Meyrick described the species as follows:

♀︎. 18 mm. Head and thorax dark fuscous, with shining light-greenish reflections. Palpi dark bronzy-fuscous, suffused with ochreous-whitish towards base and apex. Antennae fuscous basal half dark purple-fuscous, above middle with a pale-ochreous band. Abdomen dark fuscous, segmental margins somewhat mixed with purple-bluish. Forewings elongate-triangular, costa anteriorly nearly straight, posteriorly gently arched, apex obtuse, termen rounded, little oblique; dark purplish-fuscous, irregularly irrorated with pale-greenish scales : cilia purplish-fuscous, towards base darker. Hindwings dark fuscous; a dull ochreous-orange streak through disc from near base to 2/3, extremity enlarged; a fine pale ochreous-orange suffused submedian streak obscurely indicated : cilia whitish-ochreous, with dark-fuscous basal line.

== Distribution ==
This species is endemic to New Zealand. It occurs in Auckland, Taranaki, Hawkes Bay, Bay of Plenty and Wellington. This species has been collected at Kauri Glen Reserve in Northcote and in Karori.

==Biology and lifecycle==
The larvae of this species is unknown as is much of the biology of this species.
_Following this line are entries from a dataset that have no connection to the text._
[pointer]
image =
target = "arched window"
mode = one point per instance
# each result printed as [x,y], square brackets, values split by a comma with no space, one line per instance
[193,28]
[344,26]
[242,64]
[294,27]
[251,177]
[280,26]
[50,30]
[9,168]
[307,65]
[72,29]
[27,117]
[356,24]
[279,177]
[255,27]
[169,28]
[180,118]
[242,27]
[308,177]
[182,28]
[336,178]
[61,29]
The adults of this species are on the wing in January and February. George Hudson noted that the female moth appeared to mimic a bug when at rest or walking. The antennae of the moth as well as its posture when at rest makes it appear like a Romna capsoides. It has been hypothesised that this is protective mimicry for the moth as the bug it imitates has an objectionable taste and odour.

==Host species and habitat==
The plant host species of H. stella are unknown. The adult moth frequents forest.

== Conservation status ==
This moth is classified under the New Zealand Threat Classification system as being "At Risk, Relict".